Currently, the ASK1 inhibitor that is most prominent in clinical trials is selonsertib. Extensive clinical research has been undertaken to evaluate its safety, tolerability, pharmacokinetics, and efficacy across a range of indications:
• In NASH, several Phase 2 and Phase 3 studies have been conducted to assess whether selonsertib can alleviate liver fibrosis and improve liver function.
• In severe alcoholic hepatitis, combination therapy trials have been performed to compare selonsertib plus prednisolone with prednisolone alone, demonstrating an attempt to enhance treatment outcomes through modulation of inflammatory signaling.
• In diabetic kidney disease, a Phase 2b trial (MOSAIC) is investigating the compound’s effect on kidney function and fibrotic progression.
• Furthermore, Phase 1 studies have focused on pharmacokinetic assessments in different hepatic functional groups to guide dosing regimens.

While this body of work has generated promising data regarding the modulation of ASK1-dependent pathological pathways, there are also challenges to overcome. These include the need for precise patient selection, the risk of side effects from overinhibition of ASK1, and the inherent difficulty in translating surrogate biomarkers into definitive clinical outcomes. Future research must focus on optimizing the chemical properties of ASK1 inhibitors, refining clinical trial designs with robust biomarker integration, and exploring combination therapies that can leverage synergistic mechanisms to maximize patient benefit.

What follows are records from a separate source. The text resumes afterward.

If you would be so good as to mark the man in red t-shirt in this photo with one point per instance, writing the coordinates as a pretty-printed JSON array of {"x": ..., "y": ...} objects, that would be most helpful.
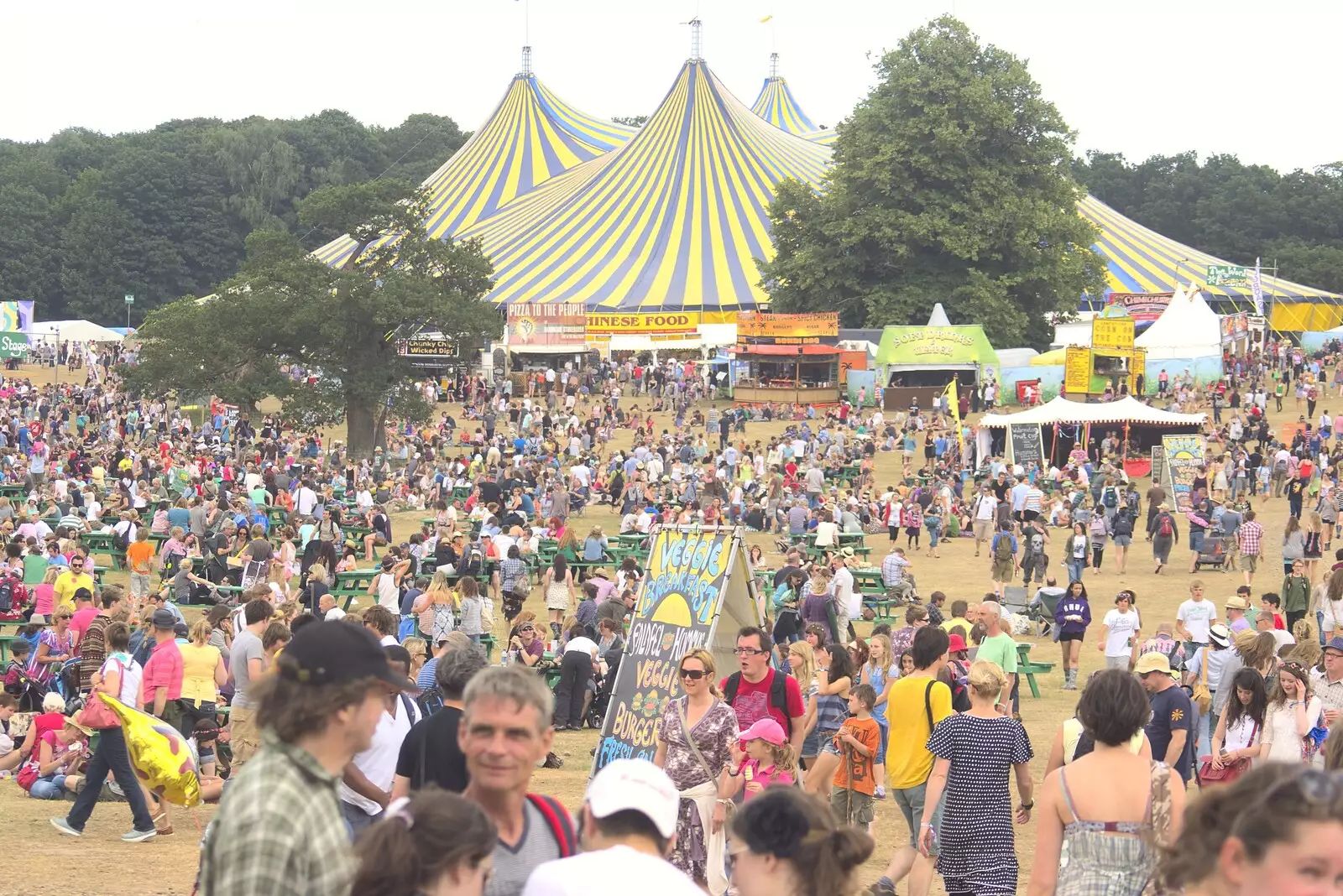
[{"x": 750, "y": 690}]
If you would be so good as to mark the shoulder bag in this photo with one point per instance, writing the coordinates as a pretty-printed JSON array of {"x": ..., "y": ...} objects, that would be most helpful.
[{"x": 1229, "y": 772}]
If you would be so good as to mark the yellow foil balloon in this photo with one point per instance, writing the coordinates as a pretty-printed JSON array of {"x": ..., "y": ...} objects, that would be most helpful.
[{"x": 159, "y": 754}]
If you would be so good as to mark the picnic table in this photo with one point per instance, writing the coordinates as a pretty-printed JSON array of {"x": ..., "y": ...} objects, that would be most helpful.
[
  {"x": 868, "y": 580},
  {"x": 1027, "y": 669},
  {"x": 821, "y": 551},
  {"x": 353, "y": 584}
]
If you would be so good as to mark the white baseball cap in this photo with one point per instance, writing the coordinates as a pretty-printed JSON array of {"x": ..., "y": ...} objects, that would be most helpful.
[{"x": 635, "y": 785}]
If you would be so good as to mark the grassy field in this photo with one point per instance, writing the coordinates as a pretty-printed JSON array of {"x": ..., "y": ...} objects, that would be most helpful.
[{"x": 167, "y": 864}]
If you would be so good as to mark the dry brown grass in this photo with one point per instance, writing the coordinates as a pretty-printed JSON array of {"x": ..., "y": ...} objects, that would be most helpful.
[{"x": 167, "y": 866}]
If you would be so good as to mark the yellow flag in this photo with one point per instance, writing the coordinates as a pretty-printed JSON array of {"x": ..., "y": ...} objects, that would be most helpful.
[{"x": 954, "y": 409}]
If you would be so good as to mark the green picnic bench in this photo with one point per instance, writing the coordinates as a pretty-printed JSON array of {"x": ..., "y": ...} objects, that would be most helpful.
[
  {"x": 1029, "y": 669},
  {"x": 353, "y": 584}
]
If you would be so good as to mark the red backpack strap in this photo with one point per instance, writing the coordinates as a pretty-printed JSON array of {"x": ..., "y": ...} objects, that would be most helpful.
[{"x": 557, "y": 819}]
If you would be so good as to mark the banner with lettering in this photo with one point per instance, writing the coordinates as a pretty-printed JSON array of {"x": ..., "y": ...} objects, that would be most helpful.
[
  {"x": 687, "y": 578},
  {"x": 1184, "y": 457}
]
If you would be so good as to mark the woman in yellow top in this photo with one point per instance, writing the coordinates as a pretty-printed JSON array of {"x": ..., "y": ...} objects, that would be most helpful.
[{"x": 201, "y": 676}]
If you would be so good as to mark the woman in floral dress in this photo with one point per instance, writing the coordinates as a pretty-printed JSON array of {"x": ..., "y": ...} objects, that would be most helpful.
[{"x": 698, "y": 770}]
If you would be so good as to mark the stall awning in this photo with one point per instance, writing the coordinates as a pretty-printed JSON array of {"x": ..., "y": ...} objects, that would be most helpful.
[{"x": 787, "y": 349}]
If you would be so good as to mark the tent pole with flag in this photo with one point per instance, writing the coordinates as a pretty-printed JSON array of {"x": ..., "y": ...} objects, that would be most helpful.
[{"x": 954, "y": 411}]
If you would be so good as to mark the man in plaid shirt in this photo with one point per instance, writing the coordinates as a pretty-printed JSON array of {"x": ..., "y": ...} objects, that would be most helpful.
[
  {"x": 1251, "y": 542},
  {"x": 280, "y": 828}
]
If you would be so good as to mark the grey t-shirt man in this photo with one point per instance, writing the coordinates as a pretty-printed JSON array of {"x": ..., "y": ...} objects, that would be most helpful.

From a general perspective, ASK1 inhibitors represent a highly promising approach to treating a wide spectrum of diseases driven by dysregulated stress and inflammatory responses. Specific aspects of their mechanism—namely, the inhibition of downstream p38 and JNK pathways—highlight both the therapeutic benefit and the challenges associated with targeting such a pivotal signaling node. In a specific context, selonsertib stands out as the leading candidate undergoing multiple clinical trials in diverse disease settings. Its evaluation in conditions such as NASH, diabetic kidney disease, and severe alcoholic hepatitis reflects a comprehensive attempt to harness the therapeutic potential of ASK1 inhibition. Finally, from a general outlook on future implications, the ongoing clinical development, despite certain limitations and mixed results, provides valuable insights that will direct both second-generation inhibitor design and stratified patient selection strategies while fostering innovative trial methodologies.

In conclusion, the current answer to the question “What ASK1 inhibitors are in clinical trials currently?” can be primarily addressed by focusing on selonsertib, which is under investigation in several Phase 1, Phase 2, and Phase 3 clinical trials across indications like NASH, severe alcoholic hepatitis, diabetic kidney disease, and compensated cirrhosis due to NASH. The clinical trials are designed to assess safety, tolerability, pharmacokinetics, and therapeutic efficacy, with preliminary data indicating potential benefits in reducing fibrosis, inflammation, and tissue injury. However, challenges such as determining the optimal dosing regimen, the heterogeneity of disease pathophysiology, and the risk of off-target effects remain. Future research should concentrate on next-generation compounds, more robust biomarker-guided studies, and combinatory therapeutic strategies to maximize the clinical utility of ASK1 inhibition while mitigating its risks.